In their favour, and certainly on Astral Necromancy, Hoth aren’t focussing on the well known plot points of the Skywalker saga. It seems this album is more of an expanded universe offering. The sense you get from this collection of songs is that they take place deep within the same galaxy, on distant worlds where the influence of the dark side is ever present.
Hoth describe Astral Necromancy as the product of three intense years of writing and composition between 2015 and 2018.
“We wanted every piece of the album to match our vision of vile sorcery so powerful and terrifying it could reshape the cosmos. It is a concept album in the sense that there is a common thread through each of the songs that bind them together as each individually explores an aspect of this darkness. (The album) is a collection of black magic rituals and unholy spells that weave a tale of forbidden knowledge and spiritual transcendence. Astral Necromancy already exists in the crushing, unforgiving darkness. There are no paths. There is no light and no hope – just an exploration of cosmic mysteries and black magic. The eleven tracks explore themes ranging from corruption of the self to what lies at the end of all time.”
With this being understood, Hoth have certainly achieved their goal. Astral Necromancy is an album that is both dense and unremitting with lo-fi blast beats and tremolo riffing. The majority of the record is made up of a relentless hammering that leaves the listener in no doubt of Hoth’s credibility in a well populated genre. Songs like, Vengeance, The Horrid Truth and Solitude are bleak and unyielding without any room for light or contrast – but that is not to say there aren’t moments of variation across this disc. To give Astral Necromancy a fair assessment it seems necessary to highlight its distinguishing passages.
Alongside the icy, blackened aggression there is an emerging traditional metal influence. For example, The Living Dreams Of A Dead God charges forward on a chugging heavy metal riff and features some harmonised twin guitars. Similarly, with a subtle nod to a classic rock sound, Journey Into The Eternal Winter starts with an overdriven humbucker tone that can at a stretch, reasonably be described as AC/DC’s take on black metal. The song further implies Hoth’s wider influences via a hearty chorus of folk singers and a rousing, power metal guitar solo.
Indeed, repeated listens seem to highlight frequent touches of NWOBHM on Astral Necromancy. The main riff on Passage into Entropy and the triumphant guitar melodies on Citadel of the Necromancer all indicate a keen appreciation of vintage, melodic metal.

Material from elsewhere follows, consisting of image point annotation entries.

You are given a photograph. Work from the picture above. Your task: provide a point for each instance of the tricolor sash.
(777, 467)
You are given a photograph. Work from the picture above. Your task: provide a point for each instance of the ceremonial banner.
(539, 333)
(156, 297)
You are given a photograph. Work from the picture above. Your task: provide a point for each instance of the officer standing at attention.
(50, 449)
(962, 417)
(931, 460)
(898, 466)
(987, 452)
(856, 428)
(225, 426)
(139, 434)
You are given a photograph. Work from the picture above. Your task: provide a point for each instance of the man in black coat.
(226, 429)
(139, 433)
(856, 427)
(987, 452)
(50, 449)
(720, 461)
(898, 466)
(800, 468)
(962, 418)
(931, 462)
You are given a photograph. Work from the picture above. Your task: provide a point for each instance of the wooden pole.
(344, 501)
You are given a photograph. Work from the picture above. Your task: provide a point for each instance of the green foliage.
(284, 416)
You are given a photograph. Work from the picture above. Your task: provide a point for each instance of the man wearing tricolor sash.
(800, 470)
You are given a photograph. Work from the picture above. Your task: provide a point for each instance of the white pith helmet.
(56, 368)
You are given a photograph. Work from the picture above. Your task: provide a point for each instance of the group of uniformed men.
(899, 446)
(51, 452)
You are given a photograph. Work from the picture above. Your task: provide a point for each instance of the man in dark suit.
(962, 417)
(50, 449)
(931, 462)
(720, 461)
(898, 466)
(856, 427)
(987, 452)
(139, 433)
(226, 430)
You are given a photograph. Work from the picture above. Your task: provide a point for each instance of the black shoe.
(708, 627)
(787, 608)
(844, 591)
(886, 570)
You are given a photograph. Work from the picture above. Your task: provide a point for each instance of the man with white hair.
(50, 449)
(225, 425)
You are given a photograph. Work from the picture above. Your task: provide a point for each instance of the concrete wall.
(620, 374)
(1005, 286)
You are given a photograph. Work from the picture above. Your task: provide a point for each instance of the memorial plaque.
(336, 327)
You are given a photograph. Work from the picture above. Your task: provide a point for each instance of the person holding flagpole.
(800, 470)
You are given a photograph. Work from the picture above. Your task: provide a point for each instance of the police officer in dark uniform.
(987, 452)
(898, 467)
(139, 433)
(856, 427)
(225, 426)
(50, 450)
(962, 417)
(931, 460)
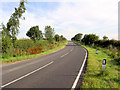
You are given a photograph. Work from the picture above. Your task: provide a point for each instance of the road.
(56, 70)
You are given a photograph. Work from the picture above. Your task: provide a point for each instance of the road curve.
(55, 70)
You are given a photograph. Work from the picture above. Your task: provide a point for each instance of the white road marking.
(27, 75)
(78, 76)
(64, 55)
(71, 50)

Among the album’s prevailing cacophony there are also some brief moments of calm. Ad Inane Precatio is an atmospheric, ecclesiastical, choral piece and the ferocious intensity of The Gathering of the Accursed Artifacts is preceded by a gently picked meditation on guitar.

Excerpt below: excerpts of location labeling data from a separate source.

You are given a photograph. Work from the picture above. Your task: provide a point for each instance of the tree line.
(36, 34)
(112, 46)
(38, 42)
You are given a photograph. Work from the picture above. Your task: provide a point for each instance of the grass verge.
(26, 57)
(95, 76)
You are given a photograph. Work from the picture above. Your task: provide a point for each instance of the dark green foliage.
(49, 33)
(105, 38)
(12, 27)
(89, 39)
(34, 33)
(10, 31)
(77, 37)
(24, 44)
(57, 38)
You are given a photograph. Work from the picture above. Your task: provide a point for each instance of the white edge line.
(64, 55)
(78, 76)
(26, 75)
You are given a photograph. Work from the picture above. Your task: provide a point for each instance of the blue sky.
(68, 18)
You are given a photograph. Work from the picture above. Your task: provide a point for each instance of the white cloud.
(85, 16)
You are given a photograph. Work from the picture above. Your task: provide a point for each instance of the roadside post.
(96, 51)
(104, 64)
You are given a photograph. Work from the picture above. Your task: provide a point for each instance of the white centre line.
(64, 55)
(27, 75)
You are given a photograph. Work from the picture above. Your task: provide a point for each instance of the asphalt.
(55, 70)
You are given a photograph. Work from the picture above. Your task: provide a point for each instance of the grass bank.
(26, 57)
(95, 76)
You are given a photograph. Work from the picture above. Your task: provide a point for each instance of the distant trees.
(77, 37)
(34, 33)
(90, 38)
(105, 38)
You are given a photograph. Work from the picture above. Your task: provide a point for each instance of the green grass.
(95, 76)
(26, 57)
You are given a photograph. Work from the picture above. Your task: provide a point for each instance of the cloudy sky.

Perhaps the most surprising moment on the album is an inspired diversion that takes place on The Void Between the Stars. In a momentary lull, we are presented with a short, bluesy guitar solo that draws on something more akin to the work of David Gilmour or Mark Knopfler. It’s certainly the most dramatic contrast to the intensity we have experienced across this collection of songs, but shouldn’t be taken as a diminishing moment by any means. Instead, it’s a brief moment of light, reminding us of hope but accentuating the stark and powerful nature of the dark side which dominates this album.
In summary, Hoth have actually gone above and beyond their intention to create something with “no light and no hope.” While that bleak sense of despair is absolutely present, there is also something contained within its melodic moments and the push and the swing of the riffs and the rhythms that carries an air of fist-in the-air triumph. It’s an album that comes across much like Darth Vader. On the surface, it is completely committed to the darkness, but buried deep inside, there IS a light in its heart.
Either way, the force is certainly strong with this one.